In 1954 the Castle Bravo fallout plume spread dangerous levels of radiation over an area over 100 miles long, including inhabited islands.
Nuclear tests can involve many hazards. A number of these were illustrated in the U.S. Castle Bravo test in 1954. The weapon design tested was a new form of hydrogen bomb, and the scientists underestimated how vigorously some of the weapon materials would react. As a result, the explosion – with a yield of 15 Mt – was over twice what was predicted. Aside from this problem, the weapon also generated a large amount of radioactive nuclear fallout, more than had been anticipated, and a change in the weather pattern caused the fallout to be spread in a direction which had not been cleared in advance.

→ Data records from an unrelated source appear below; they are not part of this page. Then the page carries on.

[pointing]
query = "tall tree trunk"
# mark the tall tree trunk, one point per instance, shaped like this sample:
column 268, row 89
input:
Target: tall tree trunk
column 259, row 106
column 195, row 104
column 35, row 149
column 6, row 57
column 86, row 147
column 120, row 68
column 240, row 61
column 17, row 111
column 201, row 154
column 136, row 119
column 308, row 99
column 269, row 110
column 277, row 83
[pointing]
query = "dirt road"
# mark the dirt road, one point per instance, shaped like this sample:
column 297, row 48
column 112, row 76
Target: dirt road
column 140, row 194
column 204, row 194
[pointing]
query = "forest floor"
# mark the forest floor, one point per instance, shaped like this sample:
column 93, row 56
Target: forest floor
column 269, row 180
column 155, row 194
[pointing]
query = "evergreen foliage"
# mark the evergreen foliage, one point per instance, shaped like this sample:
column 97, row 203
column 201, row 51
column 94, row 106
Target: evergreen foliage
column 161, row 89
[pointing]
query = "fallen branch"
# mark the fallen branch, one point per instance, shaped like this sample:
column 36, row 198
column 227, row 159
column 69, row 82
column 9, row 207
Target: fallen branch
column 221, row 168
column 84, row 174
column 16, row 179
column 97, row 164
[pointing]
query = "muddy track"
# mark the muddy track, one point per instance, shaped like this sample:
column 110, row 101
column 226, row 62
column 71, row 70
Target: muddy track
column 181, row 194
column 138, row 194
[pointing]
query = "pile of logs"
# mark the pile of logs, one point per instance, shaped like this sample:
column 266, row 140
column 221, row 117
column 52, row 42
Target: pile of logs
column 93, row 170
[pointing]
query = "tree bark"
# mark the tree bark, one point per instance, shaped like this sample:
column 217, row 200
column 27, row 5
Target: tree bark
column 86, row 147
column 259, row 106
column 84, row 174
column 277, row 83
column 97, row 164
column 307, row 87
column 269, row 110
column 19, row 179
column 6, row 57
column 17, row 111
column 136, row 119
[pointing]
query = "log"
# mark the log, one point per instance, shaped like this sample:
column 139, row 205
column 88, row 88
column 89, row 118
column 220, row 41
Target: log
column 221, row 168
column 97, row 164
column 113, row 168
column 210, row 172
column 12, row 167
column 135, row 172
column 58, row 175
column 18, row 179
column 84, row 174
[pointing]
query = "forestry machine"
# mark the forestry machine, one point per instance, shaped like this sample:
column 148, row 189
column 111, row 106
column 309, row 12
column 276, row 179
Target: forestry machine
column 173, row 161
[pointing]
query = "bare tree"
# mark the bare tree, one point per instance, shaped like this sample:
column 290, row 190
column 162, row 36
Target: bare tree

The fallout plume spread high levels of radiation for over a hundred miles, contaminating a number of populated islands in nearby atoll formations (though they were soon evacuated, many of the islands' inhabitants suffered from radiation burns and later from other effects such as increased cancer rate and birth defects), as well as a Japanese fishing boat (Daigo Fukuryū Maru). One member of the boat's crew died from radiation sickness after returning to port, and it was feared that the radioactive fish they had been carrying had made it into the Japanese food supply.